タバコは彼のものじゃなく、僕のものでもない。僕はタバコを吸わない。もらいものだ。彼はタバコの箱を手に持つと、神妙な顔つきでフィルムを剥がし、上部をパカッと開けて1本だけ取り出し、それも普段神経を使わないことに神経を使っているような、特段男らしい彼がやけに繊細に1本取り出すので、不思議な気持ちにもなった。
女に触れるように、いや彼の場合女に対してもそんな丁寧な扱いはしないだろう。では、誰に?僕の頭には老いた母親に触れるように、という比喩が浮かんだ。甘えるようにタバコを吸うのだ。タバコを吸う男は皆。なんとなく、不機嫌をぶつけるようにして吸う。タバコを吸った瞬間に感じる一瞬の緩んだ表情を悟られまいと、とっさに口を一文字に結んで、安心なんてしていないぞと見せるようにより神妙な顔つきになる。その時の顔が泣き出す前の子供のようで、僕はおかしくなる。

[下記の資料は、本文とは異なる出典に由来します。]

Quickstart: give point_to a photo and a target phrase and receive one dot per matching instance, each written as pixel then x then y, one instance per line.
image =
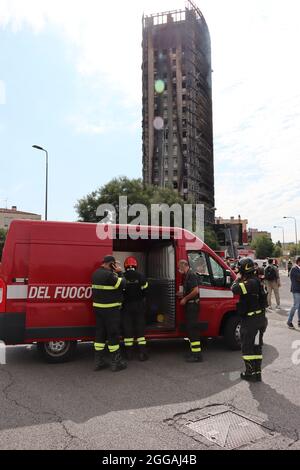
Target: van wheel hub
pixel 56 348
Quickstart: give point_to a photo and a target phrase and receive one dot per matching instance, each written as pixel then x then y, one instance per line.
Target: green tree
pixel 263 246
pixel 136 192
pixel 3 234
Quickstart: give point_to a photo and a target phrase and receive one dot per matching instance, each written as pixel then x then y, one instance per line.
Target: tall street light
pixel 37 147
pixel 296 231
pixel 279 226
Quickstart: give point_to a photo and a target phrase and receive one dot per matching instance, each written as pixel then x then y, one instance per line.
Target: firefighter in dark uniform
pixel 108 286
pixel 190 301
pixel 252 308
pixel 134 312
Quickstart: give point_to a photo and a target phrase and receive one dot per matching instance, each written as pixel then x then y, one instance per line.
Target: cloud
pixel 255 84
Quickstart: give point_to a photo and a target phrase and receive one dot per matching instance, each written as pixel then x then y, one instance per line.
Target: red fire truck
pixel 45 283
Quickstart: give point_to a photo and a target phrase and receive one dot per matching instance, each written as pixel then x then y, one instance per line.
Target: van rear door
pixel 215 296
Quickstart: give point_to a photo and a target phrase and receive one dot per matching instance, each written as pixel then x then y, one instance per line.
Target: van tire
pixel 232 333
pixel 57 352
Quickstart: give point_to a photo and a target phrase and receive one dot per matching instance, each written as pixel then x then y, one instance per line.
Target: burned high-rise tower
pixel 177 105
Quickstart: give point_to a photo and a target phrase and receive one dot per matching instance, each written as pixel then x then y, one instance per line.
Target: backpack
pixel 270 273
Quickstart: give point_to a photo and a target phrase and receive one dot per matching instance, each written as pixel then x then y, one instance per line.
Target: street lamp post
pixel 37 147
pixel 296 231
pixel 279 226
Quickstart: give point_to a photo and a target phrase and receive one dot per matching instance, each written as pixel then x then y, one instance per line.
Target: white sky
pixel 256 87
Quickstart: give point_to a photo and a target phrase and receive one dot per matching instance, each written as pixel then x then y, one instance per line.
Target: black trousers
pixel 134 322
pixel 252 333
pixel 192 327
pixel 108 328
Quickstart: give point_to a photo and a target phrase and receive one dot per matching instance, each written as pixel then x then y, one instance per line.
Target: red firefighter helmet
pixel 131 262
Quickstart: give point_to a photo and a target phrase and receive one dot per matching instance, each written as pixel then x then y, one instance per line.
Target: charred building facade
pixel 177 105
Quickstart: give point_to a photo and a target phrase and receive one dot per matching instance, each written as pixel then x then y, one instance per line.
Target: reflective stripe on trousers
pixel 196 346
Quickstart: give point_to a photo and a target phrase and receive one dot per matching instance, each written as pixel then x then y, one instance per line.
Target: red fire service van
pixel 45 284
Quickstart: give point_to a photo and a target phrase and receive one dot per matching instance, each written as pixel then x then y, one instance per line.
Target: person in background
pixel 272 281
pixel 290 265
pixel 295 289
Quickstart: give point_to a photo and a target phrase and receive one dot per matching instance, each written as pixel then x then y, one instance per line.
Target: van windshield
pixel 208 270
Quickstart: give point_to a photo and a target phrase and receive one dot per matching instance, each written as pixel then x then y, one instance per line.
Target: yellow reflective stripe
pixel 142 341
pixel 252 358
pixel 243 287
pixel 116 286
pixel 254 313
pixel 128 341
pixel 107 305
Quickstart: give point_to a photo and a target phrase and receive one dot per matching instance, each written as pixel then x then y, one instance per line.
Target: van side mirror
pixel 229 280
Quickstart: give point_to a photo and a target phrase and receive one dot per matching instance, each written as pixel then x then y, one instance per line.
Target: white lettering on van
pixel 43 293
pixel 32 292
pixel 61 292
pixel 58 292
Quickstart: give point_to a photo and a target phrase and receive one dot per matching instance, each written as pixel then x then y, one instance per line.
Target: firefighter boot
pixel 194 357
pixel 249 374
pixel 258 363
pixel 129 353
pixel 258 370
pixel 117 362
pixel 100 363
pixel 143 354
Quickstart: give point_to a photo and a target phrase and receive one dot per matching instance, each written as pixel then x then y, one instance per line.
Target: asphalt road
pixel 149 405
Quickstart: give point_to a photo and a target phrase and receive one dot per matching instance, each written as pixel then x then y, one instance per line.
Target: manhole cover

口寂しいものがタバコを愛好するようになると聞いたことがある。タバコを吸うと、男は自分の男性性を思い出すようだ。タバコを吸うと、どこか懐かしくなるみたいだ。僕は人の懐かしさを奪ったり、懐かしいと思うきっかけを奪ったりするのは悪いことだと思うから、タバコの規制には反対だった。幼い日に遊んだ公園を取り壊されるような気持ちがするのでは無いだろうか、それどころか、タバコが母親のメタファーだとすれば、母親と触れ合う機会を減らされた子供、あるいは孤児のような気持ちさせられるのでは無いか。これは非喫煙者の勝手な妄想に過ぎない。彼らはそんな、比喩とか関係なく自分が求めるから吸っているだけなのだと、その道理はわかっているつもりだと、そんな意味を込めて、タバコを吸う彼の目を見る。彼の目は退屈そうに見せているけど、やっぱり安心しきっていて、だからタバコの煙はあんなに穏やかに空へ向かって飛んでいくのだ。